18 janvier – Les doudounes

Les doudounes sont de sortie. Il fait 13 degrés ce soir. Demain, nous descendrons à 10… Dans le métro, tout le monde a extrait de ses armoires écharpes, bottes et manteaux.

De mon côté, j’ai ressorti toute la panoplie : la couverture en pilou pour le canapé, les grosses chaussettes à enfiler quand je travaille, la jaquette, les double écharpes, le manteau et le couvre lit supplémentaire pour la nuit…

L’hiver est là, aussi à Hong Kong !

17 janvier – Humus

Hier soir, assise sur mon canapé, j’ai senti une drôle d’odeur. Celle de l’humus et des feuilles en décomposition.

Je me suis levée. J’ai cherché, ai reniflé toutes mes plantes avant de trouver la cause. Mon tabouret en bois sur lequel j’avais posé temporairement une plante avait commencé à moisir.

Pourtant, j’avais posé un chiffon entre le vase et le socle… et j’avais laissé tourner le déshumidificateur. Ca n’a apparemment pas suffit. La planche était noire, striée de lignes étranges. Elle avait commencé à prendre vie.

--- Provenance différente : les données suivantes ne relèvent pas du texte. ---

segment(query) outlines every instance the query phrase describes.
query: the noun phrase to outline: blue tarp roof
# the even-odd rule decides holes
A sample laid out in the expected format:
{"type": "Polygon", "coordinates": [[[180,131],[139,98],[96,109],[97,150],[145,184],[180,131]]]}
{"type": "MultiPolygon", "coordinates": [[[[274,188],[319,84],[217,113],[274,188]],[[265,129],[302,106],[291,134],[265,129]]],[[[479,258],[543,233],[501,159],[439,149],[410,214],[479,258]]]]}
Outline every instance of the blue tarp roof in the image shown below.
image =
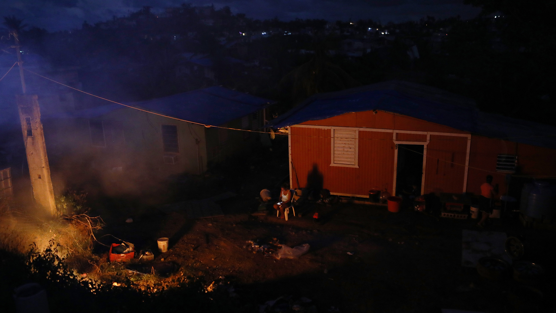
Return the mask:
{"type": "MultiPolygon", "coordinates": [[[[274,101],[220,86],[125,104],[168,116],[218,126],[255,113],[274,101]]],[[[45,118],[95,118],[126,107],[116,104],[53,114],[45,118]]]]}
{"type": "Polygon", "coordinates": [[[390,81],[315,95],[272,120],[277,128],[379,110],[490,138],[556,149],[556,128],[480,111],[473,100],[418,84],[390,81]]]}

Ici, l’humidité ne nous laisse aucun répit.

12 janvier – Un petit quelque chose de différent

Je salue le garagiste qui officie en bas de chez moi. Il est debout sur le trottoir et porte un pneu en direction d’un véhicule garé juste en face de sa boutique. Il hoche la tête en me voyant, à son habitude, avant d’esquisser un sourire.

Mais un point me turlupine. Aurait il changé de coupe de cheveux ? Se serait il rasé la barbe ? Il y a quelque chose d’inhabituel dans son apparence.

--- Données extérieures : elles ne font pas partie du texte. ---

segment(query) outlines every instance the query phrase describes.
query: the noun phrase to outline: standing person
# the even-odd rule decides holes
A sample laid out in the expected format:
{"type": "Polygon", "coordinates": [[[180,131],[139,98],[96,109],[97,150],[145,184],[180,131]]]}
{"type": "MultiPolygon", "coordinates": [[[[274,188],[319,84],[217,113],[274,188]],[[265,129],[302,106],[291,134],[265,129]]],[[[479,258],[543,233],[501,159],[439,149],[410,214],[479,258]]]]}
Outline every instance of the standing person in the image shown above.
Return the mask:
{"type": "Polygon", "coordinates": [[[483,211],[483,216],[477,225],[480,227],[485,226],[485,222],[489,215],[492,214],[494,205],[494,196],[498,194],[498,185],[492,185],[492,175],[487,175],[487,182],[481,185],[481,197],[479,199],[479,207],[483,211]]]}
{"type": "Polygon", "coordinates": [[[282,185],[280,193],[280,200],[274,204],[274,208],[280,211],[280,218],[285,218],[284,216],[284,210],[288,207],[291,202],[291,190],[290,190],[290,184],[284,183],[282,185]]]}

Je continue ma route tout en réfléchissant longuement sans réussir à pointer du doigt le détail en question.

Puis, tout à coup, en entrant dans l’ascenseur, cela me revient. C’est la première fois que je le vois sans masque !

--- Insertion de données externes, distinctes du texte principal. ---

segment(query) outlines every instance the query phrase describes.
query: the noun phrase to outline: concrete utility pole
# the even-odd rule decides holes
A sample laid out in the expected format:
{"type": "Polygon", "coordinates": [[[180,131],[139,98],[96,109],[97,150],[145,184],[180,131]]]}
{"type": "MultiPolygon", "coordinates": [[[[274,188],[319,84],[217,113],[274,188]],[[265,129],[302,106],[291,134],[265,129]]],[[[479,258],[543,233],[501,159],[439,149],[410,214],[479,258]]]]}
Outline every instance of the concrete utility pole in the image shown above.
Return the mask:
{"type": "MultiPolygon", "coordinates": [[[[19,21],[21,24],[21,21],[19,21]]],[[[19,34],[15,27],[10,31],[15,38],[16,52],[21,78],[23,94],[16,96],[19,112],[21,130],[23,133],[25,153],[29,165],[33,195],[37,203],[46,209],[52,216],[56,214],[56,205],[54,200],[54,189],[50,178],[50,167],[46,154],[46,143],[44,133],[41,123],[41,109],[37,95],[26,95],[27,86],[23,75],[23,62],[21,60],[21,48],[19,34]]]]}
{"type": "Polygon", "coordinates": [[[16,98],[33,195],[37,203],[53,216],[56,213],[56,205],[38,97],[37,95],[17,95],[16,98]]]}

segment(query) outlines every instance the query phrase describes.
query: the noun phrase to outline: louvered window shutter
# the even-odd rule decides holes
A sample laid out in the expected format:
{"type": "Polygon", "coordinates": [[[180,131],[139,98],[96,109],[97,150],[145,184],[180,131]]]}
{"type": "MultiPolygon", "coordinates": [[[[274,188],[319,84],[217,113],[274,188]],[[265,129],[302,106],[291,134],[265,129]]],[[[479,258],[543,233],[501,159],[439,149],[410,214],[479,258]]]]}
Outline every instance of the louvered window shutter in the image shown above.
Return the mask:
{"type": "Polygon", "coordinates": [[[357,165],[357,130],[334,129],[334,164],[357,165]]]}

04 janvier – Les bords du lit

Cette nuit, j’ai risqué me casser la jambe en sortant du lit.

Non, je ne dors pas dans un lit à étages. Non, je n’ai pas un lit à baldaquin ultra-sophistiqué… Je vis simplement à Hong Kong. Et j’avais oublié qu’ici, il n’y a pas d’espace pour pouvoir marcher autour de son lit. Que si je veux ouvrir mon tiroir à chaussettes, je dois demander à Nicolas de sortir de la chambre. Que les tables de nuit nous semblent des objets d’un exotisme bouleversant.

Je me suis donc bêtement cogné contre le rebord de la fenêtre en voulant aller aux toilettes.

Comme quoi, on se réhabitue vite à l’espace.

27 décembre – Le nez plongé dans…

Hong Kong, 8h du matin. Les employés se rendent au travail. Le métro est bondé. En entrant dans la rame, personne ne parle. Tout le monde a le nez collé à son téléphone.

Vevey, 8h du matin. Les gens se rendent au travail… Le train est plein. En entrant dans le wagon, personne ne parle. Tout le monde a le nez collé à un livre.